Mesmo que os acordos trabalhistas contemplassem a totalidade do montante discutido em juízo, não seria possível pensar alterá-lo, em face da irrenunciabilidade dos créditos que se destinam à alimentação e do caráter de coisa julgada de que se revestem seus termos.
É preciso admitir, porém, que sequer é esse o caso, pois a maioria absoluta dos acordos trabalhistas são feitos por valor inferior àquele discutido nos autos e inferior, inclusive, àquele que a empresa já reconhece (em seu cálculo de risco) que irá “perder” no processo.
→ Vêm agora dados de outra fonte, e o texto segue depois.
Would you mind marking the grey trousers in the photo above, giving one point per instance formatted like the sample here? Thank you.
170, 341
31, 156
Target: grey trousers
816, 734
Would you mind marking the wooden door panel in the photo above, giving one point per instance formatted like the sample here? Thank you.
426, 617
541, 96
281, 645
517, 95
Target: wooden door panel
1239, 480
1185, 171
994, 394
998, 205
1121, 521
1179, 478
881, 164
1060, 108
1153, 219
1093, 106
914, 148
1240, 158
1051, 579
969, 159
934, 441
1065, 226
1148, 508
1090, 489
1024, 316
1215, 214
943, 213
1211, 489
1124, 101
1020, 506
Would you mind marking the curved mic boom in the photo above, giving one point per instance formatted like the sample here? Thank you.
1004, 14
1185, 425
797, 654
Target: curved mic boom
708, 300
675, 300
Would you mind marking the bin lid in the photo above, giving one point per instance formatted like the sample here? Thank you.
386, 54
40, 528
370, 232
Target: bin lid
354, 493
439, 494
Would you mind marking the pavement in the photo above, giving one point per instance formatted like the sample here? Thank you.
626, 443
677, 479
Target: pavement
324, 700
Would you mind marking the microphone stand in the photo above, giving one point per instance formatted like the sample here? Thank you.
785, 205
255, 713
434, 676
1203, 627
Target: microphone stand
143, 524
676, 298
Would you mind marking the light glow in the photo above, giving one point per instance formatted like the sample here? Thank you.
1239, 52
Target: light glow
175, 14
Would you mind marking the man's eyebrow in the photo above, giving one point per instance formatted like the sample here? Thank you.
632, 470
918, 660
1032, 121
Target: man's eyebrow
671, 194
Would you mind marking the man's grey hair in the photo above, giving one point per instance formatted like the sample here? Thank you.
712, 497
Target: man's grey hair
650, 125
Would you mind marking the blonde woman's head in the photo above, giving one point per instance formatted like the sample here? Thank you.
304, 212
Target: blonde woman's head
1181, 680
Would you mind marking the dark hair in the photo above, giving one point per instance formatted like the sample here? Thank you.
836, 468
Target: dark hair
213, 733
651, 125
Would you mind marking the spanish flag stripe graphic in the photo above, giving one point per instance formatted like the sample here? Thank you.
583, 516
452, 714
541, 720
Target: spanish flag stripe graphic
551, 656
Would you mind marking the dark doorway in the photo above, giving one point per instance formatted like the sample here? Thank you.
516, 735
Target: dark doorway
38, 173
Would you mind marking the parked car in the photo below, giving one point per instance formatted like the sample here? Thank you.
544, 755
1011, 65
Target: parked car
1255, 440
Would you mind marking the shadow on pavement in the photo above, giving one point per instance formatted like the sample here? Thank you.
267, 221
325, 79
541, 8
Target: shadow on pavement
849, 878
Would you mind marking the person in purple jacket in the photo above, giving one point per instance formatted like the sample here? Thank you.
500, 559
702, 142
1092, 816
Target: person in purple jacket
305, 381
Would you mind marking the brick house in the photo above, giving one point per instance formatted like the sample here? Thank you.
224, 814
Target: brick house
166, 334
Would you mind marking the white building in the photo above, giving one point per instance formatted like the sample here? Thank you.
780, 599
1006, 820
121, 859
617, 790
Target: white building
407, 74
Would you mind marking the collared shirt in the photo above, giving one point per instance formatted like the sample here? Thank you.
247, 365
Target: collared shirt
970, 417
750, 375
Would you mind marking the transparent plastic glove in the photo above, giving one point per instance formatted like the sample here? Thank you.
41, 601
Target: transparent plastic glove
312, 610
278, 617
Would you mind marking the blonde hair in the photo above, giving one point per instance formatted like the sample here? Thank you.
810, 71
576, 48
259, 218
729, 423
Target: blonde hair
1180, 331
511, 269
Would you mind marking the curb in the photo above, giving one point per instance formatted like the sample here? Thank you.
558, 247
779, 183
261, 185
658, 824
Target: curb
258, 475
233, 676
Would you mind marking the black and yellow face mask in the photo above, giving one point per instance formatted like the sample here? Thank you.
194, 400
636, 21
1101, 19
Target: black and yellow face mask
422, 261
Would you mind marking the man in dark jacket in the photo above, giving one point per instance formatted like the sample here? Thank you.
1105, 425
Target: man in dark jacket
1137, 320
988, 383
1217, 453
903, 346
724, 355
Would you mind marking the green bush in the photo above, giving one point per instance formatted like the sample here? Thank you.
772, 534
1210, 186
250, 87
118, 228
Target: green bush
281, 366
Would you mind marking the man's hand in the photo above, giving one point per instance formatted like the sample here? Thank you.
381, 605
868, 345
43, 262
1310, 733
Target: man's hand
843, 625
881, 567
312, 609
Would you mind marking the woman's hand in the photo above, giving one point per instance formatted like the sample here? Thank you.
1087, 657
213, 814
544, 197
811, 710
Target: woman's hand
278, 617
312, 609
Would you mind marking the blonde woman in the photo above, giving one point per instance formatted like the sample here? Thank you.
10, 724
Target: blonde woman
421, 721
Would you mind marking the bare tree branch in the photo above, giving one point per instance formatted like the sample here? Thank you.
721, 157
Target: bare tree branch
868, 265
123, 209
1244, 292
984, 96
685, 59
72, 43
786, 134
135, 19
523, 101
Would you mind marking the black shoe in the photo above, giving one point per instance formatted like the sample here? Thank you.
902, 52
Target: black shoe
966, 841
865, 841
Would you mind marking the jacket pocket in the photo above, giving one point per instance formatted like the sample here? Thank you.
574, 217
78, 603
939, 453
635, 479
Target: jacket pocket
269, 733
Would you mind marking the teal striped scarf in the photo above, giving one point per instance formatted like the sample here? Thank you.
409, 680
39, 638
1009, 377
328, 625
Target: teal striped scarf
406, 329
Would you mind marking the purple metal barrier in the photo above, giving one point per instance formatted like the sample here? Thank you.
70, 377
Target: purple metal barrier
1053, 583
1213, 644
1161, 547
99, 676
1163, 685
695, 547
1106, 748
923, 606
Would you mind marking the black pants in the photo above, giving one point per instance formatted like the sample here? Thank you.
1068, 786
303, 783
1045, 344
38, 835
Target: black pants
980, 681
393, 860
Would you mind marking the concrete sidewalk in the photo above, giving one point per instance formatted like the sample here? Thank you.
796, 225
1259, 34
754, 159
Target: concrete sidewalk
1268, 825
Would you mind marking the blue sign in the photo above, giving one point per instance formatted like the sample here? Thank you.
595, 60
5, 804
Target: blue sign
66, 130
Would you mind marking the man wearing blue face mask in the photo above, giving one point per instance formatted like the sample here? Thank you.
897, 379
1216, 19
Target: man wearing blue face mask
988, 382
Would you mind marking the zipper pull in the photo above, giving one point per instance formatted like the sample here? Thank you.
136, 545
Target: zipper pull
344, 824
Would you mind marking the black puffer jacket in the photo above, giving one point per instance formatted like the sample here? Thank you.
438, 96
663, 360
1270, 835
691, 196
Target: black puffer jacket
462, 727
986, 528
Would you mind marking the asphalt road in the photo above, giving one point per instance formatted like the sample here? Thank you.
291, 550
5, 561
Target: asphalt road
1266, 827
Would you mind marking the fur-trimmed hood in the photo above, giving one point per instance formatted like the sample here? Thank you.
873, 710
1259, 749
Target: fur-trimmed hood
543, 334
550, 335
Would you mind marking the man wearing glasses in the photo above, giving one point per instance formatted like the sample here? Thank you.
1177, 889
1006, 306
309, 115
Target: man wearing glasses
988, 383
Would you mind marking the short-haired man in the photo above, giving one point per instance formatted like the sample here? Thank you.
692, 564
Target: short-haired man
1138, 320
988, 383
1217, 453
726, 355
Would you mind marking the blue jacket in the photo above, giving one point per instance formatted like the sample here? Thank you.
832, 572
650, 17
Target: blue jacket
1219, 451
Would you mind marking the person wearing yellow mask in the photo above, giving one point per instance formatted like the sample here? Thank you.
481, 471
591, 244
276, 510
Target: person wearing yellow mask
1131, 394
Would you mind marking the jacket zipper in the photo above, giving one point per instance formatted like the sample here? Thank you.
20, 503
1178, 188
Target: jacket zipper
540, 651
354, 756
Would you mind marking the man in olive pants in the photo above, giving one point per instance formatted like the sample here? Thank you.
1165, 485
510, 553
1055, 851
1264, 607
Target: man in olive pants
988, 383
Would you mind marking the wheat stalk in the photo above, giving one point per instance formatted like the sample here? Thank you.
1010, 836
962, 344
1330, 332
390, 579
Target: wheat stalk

Podemos ainda pensar outra hipótese, levantada em conversas tanto pelo amigo Jorge Souto Maior quanto pelo meu companheiro João Vicente Araújo: para as empresas que não tiveram problemas econômicos, como aquelas que lidam com produtos alimentícios, ou até mesmo estão aumentando seu faturamento com a crise, como é o caso daquelas que produzem máscaras e álcool gel, haverá majoração nos valores acordados? E depois da crise, se alguma empresa aumentar significativamente seus lucros em decorrência de situação não prevista, também valerá a teoria da imprevisão, para o efeito de, superando os limites da coisa julgada, majorar o acordo?
Há alternativas para as empresas que enfrentam dificuldades em razão da suspensão das atividades e da redução do consumo, em face da recessão que já experimentávamos por aqui e que foi agravada pela pandemia da COVID19.
Essas alternativas passam pela redistribuição de renda por meio do confisco de dinheiro das instituições financeiras, que possuem um dever cívico de devolver à sociedade parte dos valores que auferiram em 2019, enquanto toda a classe trabalhadora empobrecia – R$ 109 bilhões de reais entre julho de 2018 e junho de 2019[1]. Passam, também, pela taxação de grandes fortunas, prevista na Constituição e nunca regulada, ou pela taxação de iates, jet skys, helicópteros ou templos religiosos, bens que hoje simplesmente não são sujeitos à tributação. Passam pela cessação de cobrança de bens essenciais à sobrevivência, como água e energia elétrica, pela supressão dos tributos sobre gêneros alimentícios ou pela utilização dos recursos vertidos para pagamento da dívida pública em favor das famílias e empresas que enfrentam maiores dificuldades.
Não é revisando acordo trabalhista que se resolverá o problema (real) de manutenção das empresas, com que hoje confrontam-se os pequenos e médios empresários no Brasil. Ao contrário, uma medida como essa compromete, ao mesmo tempo, a possibilidade de sobrevivência física de quem tem no valor do acordo, muitas vezes, a única fonte de renda, e a coerência e integridade jurídica do processo trabalhista.